No such quantum computer exists today: Current quantum machines are in the low thousands of noisy qubits. Fault-tolerant, large-scale systems with hundreds of thousands of high-quality qubits are still years away — estimates for Q-Day vary widely, but Google’s paper and timeline suggest the 2030s as a plausible risk horizon, not tomorrow.
The 9-minute figure assumes a machine already primed with partial pre-computation and ideal conditions. Real-world error correction, decoherence, and overhead would likely make it slower and more resource-intensive. Not all Bitcoin is equally at risk. Coins in addresses that have never spent are safer until spent.
Roughly 1/3 of BTC supply ~6.9 million coins may have exposed public keys or use vulnerable patterns, per various analyses.
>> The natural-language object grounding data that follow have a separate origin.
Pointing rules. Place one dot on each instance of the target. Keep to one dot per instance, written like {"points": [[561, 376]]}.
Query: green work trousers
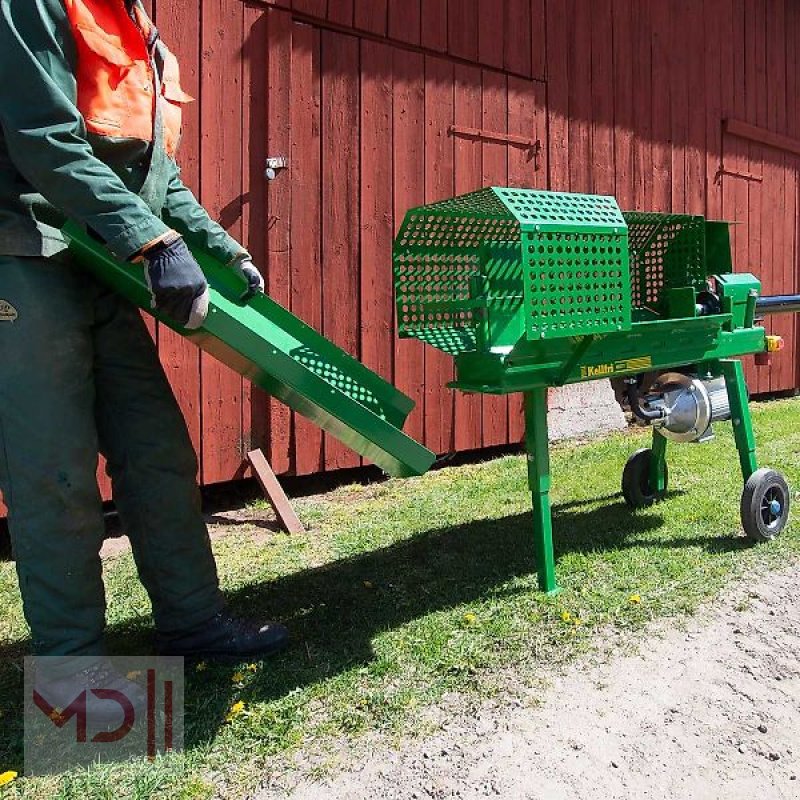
{"points": [[79, 374]]}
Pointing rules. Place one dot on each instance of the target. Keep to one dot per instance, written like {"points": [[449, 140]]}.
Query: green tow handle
{"points": [[288, 359]]}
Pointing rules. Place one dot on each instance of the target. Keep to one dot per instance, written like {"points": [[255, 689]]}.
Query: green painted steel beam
{"points": [[267, 344]]}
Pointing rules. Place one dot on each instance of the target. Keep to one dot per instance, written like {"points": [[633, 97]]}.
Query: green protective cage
{"points": [[670, 251], [481, 271]]}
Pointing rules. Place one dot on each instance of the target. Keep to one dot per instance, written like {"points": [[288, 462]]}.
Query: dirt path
{"points": [[709, 711]]}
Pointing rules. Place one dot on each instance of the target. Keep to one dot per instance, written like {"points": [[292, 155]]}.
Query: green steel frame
{"points": [[263, 342]]}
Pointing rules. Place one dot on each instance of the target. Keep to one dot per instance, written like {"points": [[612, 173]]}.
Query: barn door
{"points": [[760, 195], [372, 129]]}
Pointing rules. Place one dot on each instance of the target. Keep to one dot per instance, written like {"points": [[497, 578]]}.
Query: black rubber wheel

Taproot (Schnorr) can sometimes expose keys more readily in certain cases. Bitcoin’s core hash-based security holds up better against quantum than many other systems. The bigger near-term quantum risk to the world is harvest now, decrypt later attacks on stored encrypted data.
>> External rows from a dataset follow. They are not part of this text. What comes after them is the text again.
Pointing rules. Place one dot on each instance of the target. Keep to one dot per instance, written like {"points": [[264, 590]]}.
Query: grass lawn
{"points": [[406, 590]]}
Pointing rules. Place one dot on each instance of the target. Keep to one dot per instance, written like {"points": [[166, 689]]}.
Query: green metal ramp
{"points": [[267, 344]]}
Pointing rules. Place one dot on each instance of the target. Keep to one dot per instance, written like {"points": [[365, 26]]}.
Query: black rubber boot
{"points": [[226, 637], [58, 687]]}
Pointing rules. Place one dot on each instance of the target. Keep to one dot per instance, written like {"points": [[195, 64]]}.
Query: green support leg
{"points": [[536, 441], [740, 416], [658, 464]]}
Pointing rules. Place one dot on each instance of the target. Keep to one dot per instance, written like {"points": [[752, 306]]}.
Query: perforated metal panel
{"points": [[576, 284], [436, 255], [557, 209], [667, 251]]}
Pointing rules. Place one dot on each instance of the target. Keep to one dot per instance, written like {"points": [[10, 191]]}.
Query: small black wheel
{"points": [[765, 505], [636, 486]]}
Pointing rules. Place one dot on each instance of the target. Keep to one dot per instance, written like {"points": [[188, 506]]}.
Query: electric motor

What This Means for Bitcoin and Crypto
The community has discussed quantum threats for years — this paper lowers the estimated difficulty and tightens the timeline, serving as a strong reminder for proactive upgrades rather than panic. Bitcoin is designed to evolve via soft forks; solutions include: Migrating to post-quantum signature schemes (NIST has standardized several PQC algorithms).
Best practices today: Avoid address reuse, move funds from legacy exposed addresses to new quantum-resistant ones when feasible. Ethereum has been planning PQC transitions for longer; Bitcoin developers and researchers are now getting louder calls to prioritize it.
Experts emphasize this is a long-term engineering challenge, not an imminent collapse. Similar warnings have circulated before without breaking crypto. That said, ignoring it would be reckless — the paper explicitly urges responsible disclosure and migration to safeguard cryptocurrency.
It’s a serious wake-up call that accelerates planning, but Bitcoin isn’t cracked yet. The protocol has survived many predicted deaths through upgrades. If you’re holding BTC, the practical advice remains timeless: Use fresh addresses, secure your keys, and watch for network proposals on quantum readiness.